[FFmpeg-devel] [PATCH] Set frame rate on v4l2 devices
José Miguel Gonçalves
Mon Sep 13 17:11:46 CEST 2010
On 09/13/2010 03:41 PM, M?ns Rullg?rd wrote:
> Jos? Miguel Gon?alves<jose.goncalves at inov.pt> writes:
>> On 09/13/2010 02:35 PM, M?ns Rullg?rd wrote:
>>> Jos? Miguel Gon?alves<jose.goncalves at inov.pt> writes:
>>>> I agree with you. For this specific ioctl it would be better to treat
>>>> non-zero as an error.
>>>> Bottom line. I think it's always better to consider an error
>>>> everything else that is not considered OK.
>>> The question is always what return values to expect on success and how
>>> to differentiate them from errors. For example, the read() system
>>> call can perfectly legitimately return (ssize_t)(1u<<31), which would
>>> normally look like a negative number (the result if the (size_t) size
>>> argument is greater than SSIZE_MAX is implementation-defined).

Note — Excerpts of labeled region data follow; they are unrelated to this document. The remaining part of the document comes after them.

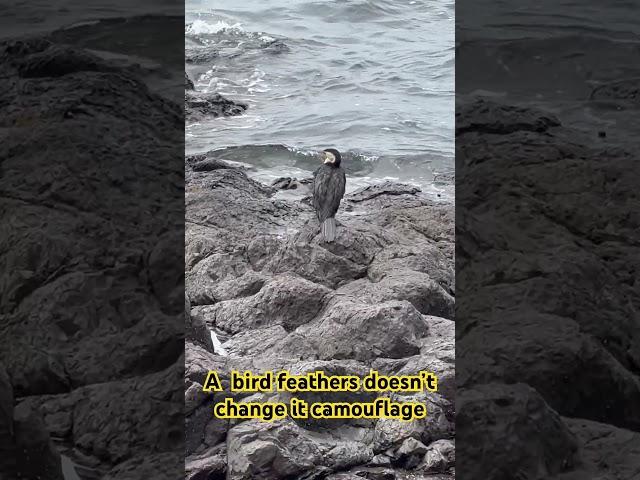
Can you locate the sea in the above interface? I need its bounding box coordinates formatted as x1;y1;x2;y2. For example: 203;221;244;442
185;0;455;201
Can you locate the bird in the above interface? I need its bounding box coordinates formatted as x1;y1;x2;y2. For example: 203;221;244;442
313;148;347;242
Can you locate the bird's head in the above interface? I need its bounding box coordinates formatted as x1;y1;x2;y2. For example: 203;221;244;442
322;148;342;167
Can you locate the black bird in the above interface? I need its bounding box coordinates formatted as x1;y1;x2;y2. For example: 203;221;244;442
313;148;347;242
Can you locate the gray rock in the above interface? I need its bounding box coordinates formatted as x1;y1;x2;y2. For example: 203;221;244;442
227;420;373;480
373;392;456;453
417;440;456;473
184;72;196;90
184;444;227;480
184;90;248;121
456;99;560;135
184;295;215;353
337;270;455;318
203;274;329;333
296;300;428;363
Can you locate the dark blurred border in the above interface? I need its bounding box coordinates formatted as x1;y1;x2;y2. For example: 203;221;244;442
456;0;640;480
0;2;184;480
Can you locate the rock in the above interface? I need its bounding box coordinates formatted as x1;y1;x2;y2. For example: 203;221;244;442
222;325;288;357
337;270;455;318
456;311;640;429
367;242;455;295
417;440;456;473
589;78;640;103
373;392;455;453
552;418;640;480
184;295;215;353
191;156;236;172
456;383;579;480
392;354;456;402
18;44;116;78
203;274;329;333
263;241;367;288
103;452;184;480
184;90;248;122
13;403;64;480
295;300;428;363
184;47;219;65
227;420;373;480
184;444;227;480
395;437;427;469
456;99;560;135
184;72;196;90
147;231;184;315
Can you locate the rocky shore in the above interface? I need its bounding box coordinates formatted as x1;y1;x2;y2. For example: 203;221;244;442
185;154;455;480
0;23;184;480
456;95;640;480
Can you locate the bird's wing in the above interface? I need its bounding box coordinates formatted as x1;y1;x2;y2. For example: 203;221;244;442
313;169;346;222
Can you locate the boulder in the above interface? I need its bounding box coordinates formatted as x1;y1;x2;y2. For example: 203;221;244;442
456;383;579;480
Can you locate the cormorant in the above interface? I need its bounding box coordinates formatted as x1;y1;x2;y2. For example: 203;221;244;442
313;148;347;242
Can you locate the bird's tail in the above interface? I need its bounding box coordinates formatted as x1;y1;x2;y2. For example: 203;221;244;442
322;217;336;242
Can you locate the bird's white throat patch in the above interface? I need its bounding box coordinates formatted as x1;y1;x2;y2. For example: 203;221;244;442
324;152;336;163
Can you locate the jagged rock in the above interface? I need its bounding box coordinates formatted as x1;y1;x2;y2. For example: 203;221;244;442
295;300;428;363
184;444;227;480
590;78;640;103
203;274;329;333
184;47;219;65
337;270;455;318
13;403;64;480
456;383;579;480
456;99;560;135
184;295;215;353
184;72;196;90
395;437;427;469
417;440;456;473
227;420;373;480
103;452;184;480
456;311;640;429
373;392;455;453
18;44;116;78
367;242;455;295
222;325;288;357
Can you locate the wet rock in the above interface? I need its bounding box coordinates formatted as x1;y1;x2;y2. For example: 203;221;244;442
205;274;329;333
367;242;455;295
13;403;64;480
184;47;219;65
589;78;640;104
456;311;640;429
295;301;428;363
184;295;214;353
395;437;427;469
222;325;288;356
18;45;116;78
227;420;373;480
184;444;227;480
373;392;456;453
264;241;367;288
552;418;640;480
456;383;579;480
103;452;184;480
184;72;196;90
456;99;560;135
337;270;455;318
417;440;456;473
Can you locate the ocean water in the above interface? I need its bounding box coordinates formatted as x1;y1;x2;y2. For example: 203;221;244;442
185;0;455;198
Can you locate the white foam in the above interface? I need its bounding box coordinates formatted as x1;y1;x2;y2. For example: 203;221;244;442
185;20;244;35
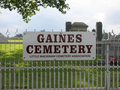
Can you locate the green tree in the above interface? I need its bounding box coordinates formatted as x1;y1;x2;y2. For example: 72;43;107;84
0;0;70;23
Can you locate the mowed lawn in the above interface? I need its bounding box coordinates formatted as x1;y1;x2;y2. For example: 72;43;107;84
0;40;120;89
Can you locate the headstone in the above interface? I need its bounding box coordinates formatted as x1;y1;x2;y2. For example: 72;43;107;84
0;33;8;42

>>> Treating all negative return values as errors would be incorrect on
>>> systems where a larger size is allowed. The correct way is to check
>>> for (ssize_t)-1 and cast anything else to size_t before using it as
>> This is a theoretical problem... while possible, I think no one in
>> it's good sense will make a 2 GB read() call.
> Why not? 2GB isn't much of a file size nowadays, nor is the same
> amount of RAM.
I mostly work in embedded systems were a read above 1MB is already absurd.
But OK, I agree that is nowadays possible in some platforms.
>> Even considering an application/system were this would be possible, it
>> will only make sense in a 64 bits platform, were ssize_t would have 64
>> bit dimension, so (ssize_t)(1u<<31) would be positive in that system.
> Not true, and that is my point. A negative return value other than -1
> from read() does not indicate error. Cast it to size_t, and you have
> the number of bytes read (if the system supports it).
Why is it not true? The POSIX definition for read() says on the return
"Upon successful completion, these functions shall return a non-negative
integer indicating the number of bytes actually read."